Our main contributions to the state-of-the-art are the following. First, we studied the effects of imperfect annotations on deep learning algorithms and proposed adapted learning strategies to counteract adverse effects. Second, we analysed the behaviour of evaluation metrics and proposed guidelines to improve the choices made in the evaluation processes. Third, we demonstrated how the integration of interobserver variability into the evaluation process can provide better insights into the results of image analysis algorithms, and better leverage the annotations from multiple experts. Finally, we reviewed digital pathology challenges and found important shortcomings in their design choices and in their quality control and demonstrated the need for increased transparency.

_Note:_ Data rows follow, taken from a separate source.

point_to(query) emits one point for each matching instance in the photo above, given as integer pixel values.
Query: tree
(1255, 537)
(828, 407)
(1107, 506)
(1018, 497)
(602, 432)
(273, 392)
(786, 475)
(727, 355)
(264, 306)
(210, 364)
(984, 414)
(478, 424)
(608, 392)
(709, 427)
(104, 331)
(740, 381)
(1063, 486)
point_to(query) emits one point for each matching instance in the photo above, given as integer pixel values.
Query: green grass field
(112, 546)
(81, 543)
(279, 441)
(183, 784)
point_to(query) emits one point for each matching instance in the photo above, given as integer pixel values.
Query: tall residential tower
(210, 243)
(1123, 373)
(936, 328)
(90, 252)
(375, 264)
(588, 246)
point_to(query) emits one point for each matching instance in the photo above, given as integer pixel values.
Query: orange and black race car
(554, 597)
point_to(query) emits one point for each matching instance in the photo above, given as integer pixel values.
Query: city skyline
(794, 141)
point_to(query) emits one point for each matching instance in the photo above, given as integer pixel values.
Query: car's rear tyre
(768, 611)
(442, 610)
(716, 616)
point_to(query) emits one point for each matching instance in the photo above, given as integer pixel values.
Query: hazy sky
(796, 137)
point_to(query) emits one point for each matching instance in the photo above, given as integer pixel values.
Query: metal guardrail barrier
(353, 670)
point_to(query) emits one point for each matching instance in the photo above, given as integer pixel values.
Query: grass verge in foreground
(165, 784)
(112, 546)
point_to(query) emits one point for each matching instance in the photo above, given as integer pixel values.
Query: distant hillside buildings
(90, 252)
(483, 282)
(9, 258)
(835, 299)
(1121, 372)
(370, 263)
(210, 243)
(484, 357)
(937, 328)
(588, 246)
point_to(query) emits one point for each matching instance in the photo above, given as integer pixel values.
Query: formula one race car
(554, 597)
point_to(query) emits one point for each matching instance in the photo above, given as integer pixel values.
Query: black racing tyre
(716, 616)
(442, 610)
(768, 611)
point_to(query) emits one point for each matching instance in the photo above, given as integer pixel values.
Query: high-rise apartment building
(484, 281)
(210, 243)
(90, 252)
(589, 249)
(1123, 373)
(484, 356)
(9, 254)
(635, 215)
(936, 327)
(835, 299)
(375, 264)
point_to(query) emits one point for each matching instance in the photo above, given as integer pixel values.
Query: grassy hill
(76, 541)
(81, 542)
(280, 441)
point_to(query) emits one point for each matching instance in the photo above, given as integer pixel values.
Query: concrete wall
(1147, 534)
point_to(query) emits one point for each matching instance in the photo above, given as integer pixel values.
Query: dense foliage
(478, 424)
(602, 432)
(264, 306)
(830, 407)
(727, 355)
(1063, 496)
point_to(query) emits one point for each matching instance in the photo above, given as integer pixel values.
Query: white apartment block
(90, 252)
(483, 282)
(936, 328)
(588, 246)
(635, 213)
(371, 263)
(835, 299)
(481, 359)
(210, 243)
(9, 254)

The past decade has seen lots of changes in the field of computer vision, and in the field of pathology. The prospect of being able to include automated methods to the pathology pipeline, to help in the diagnostic process or in the search for reliable biomarkers that would make these diagnoses easier to obtain, appears increasingly likely. The adoption of such methods in clinical practice, however, requires a large amount of trust. Trust in the capacity of deep learning methods to navigate through the biases and limitations of manmade datasets, and trust that the apparent results of these methods reflect their true abilities when confronted with new examples in real-world settings. A strong movement to improve digital pathology competitions and benchmarks has been underway in the past few years. With this work, we hope to contribute to that movement, and to help bridge the gap between the clean setting of machine learning benchmarks, and the much messier setting of the clinical world.